Monique Francois, MPhEd, of the University of Otago in New Zealand, along with other exercise science and medicine researchers, enrolled nine participants (two women, seven men) to a crossover study to investigate how bursts of exercise affect blood glucose control compared with prolonged, continuous, moderate-intensity exercise.
Francois added that, "In those with insulin resistance, both the timing and intensity of exercise are important and can be used to control blood glucose." "Moderate-low intensity exercise may not be a big enough stimulus to improve blood glucose control, especially if the rest of the day is spent sedentary."
The individuals (aged 18 to 55 years; mean BMI, 36) had blood tests showing insulin resistance and were not on cardiovascular or diabetic medication; two were diagnosed with type 2 diabetes during the screening. Exercise interventions, to be performed midday, were randomly assigned and measures were recorded for 3 days.
The traditional continuous exercise (CONT) group participated in 30-minute moderate-intensity (60% of maximal heart rate) sessions of incline walking before an evening meal only. The exercise "snacking" (ES) cohort completed six 1-minute intense (90% maximal heart rate) incline walking intervals that ended 30 minutes before breakfast, lunch and dinner; 1 minute of slow walking followed as recovery. The composite exercise "snacking" (CES) group engaged in six 1-minute intervals that alternated between walking and resistance-based exercise; this also included 1 minute of slow walking recovery and finished 30 minutes before breakfast, lunch and dinner.
The timing and composition of meals were the same for each cohort — monitored using diet records, daily discussion and dietary analysis software.
Individuals in the ES group showed reduced postprandial glucose concentration after breakfast (by 1.4 ± 1.5 mmol/L, P=.02) but not lunch (0.4 ± 1 mmol/L, P=.22); ES was found more effective than CONT after dinner (0.7 ± 1.5 mmol/L below CONT, P=.04). The ES group also reduced 24-hour mean glucose concentration by 0.7 ± 0.6 mmol/L (P=.01) and stayed low for 24 hours after (lower by 0.6 ± 0.4 mmol/L vs. CONT, relative to their baselines; P=.01). Glycemic control improvements corresponded in the CES group (P>.05 for all glycemic variables).
The results showed that intense short bursts of exercise before meals can lower the postprandial blood glucose responses to meals, particularly before breakfast and dinner. It was concluded that, it doesn't matter whether it is walking up hill or resistance exercise, as long as the intensity is above what is normally done across the day.

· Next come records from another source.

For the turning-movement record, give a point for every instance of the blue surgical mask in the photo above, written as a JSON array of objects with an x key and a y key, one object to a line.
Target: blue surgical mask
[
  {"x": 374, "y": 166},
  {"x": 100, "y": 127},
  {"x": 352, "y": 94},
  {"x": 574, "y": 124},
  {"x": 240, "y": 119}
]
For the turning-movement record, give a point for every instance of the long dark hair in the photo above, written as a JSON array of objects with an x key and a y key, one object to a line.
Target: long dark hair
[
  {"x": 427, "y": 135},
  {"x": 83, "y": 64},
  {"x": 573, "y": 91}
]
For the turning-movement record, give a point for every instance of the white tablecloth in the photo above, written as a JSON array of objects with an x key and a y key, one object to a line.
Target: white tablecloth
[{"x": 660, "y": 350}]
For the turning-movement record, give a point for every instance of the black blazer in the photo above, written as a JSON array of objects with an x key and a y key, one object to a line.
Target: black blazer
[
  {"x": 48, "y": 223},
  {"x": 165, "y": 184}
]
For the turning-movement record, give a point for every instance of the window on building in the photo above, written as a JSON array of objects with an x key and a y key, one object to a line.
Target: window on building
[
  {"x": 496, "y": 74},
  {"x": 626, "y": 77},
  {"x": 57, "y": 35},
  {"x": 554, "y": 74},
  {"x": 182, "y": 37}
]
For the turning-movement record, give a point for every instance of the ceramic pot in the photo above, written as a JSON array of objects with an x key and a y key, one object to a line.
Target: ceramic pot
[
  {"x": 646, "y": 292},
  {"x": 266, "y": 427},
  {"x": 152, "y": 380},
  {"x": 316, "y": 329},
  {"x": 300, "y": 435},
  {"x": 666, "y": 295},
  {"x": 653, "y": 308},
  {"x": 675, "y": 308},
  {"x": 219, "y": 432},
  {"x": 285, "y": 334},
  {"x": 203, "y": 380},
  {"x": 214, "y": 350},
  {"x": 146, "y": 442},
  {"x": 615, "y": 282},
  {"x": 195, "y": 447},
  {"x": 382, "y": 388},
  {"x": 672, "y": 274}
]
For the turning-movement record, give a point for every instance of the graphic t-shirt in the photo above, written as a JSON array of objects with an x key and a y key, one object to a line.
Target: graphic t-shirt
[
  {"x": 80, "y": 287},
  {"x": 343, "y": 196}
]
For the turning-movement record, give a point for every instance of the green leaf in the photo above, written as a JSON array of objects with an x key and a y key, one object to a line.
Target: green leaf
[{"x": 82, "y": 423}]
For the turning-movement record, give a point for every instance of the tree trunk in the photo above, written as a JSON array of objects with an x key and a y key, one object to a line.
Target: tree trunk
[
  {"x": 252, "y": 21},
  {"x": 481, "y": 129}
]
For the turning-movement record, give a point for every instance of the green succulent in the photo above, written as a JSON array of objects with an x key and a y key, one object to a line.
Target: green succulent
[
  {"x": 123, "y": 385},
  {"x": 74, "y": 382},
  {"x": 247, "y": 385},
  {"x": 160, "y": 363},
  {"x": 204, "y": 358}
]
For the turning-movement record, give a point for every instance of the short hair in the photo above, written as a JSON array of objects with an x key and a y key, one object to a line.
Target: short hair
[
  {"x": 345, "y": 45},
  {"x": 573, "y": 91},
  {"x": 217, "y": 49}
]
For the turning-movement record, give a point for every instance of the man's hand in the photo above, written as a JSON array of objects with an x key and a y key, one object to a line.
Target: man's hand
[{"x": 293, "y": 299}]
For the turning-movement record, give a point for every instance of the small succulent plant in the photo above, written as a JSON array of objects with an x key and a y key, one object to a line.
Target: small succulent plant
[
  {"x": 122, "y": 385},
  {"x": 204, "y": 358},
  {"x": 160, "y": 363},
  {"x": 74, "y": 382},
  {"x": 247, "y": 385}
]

- Brief and intense exercise bursts before main meals are an effective approach to improve glycemic control in patients with insulin resistance
- In those with insulin resistance, both the timing and intensity of exercise are important and can be used to control blood glucose
- Intense short bursts of exercise before meals can lower the postprandial blood glucose responses to meals
Francois M. Diabetologia. 2014;doi:10.1007/s00125-014-3244-6.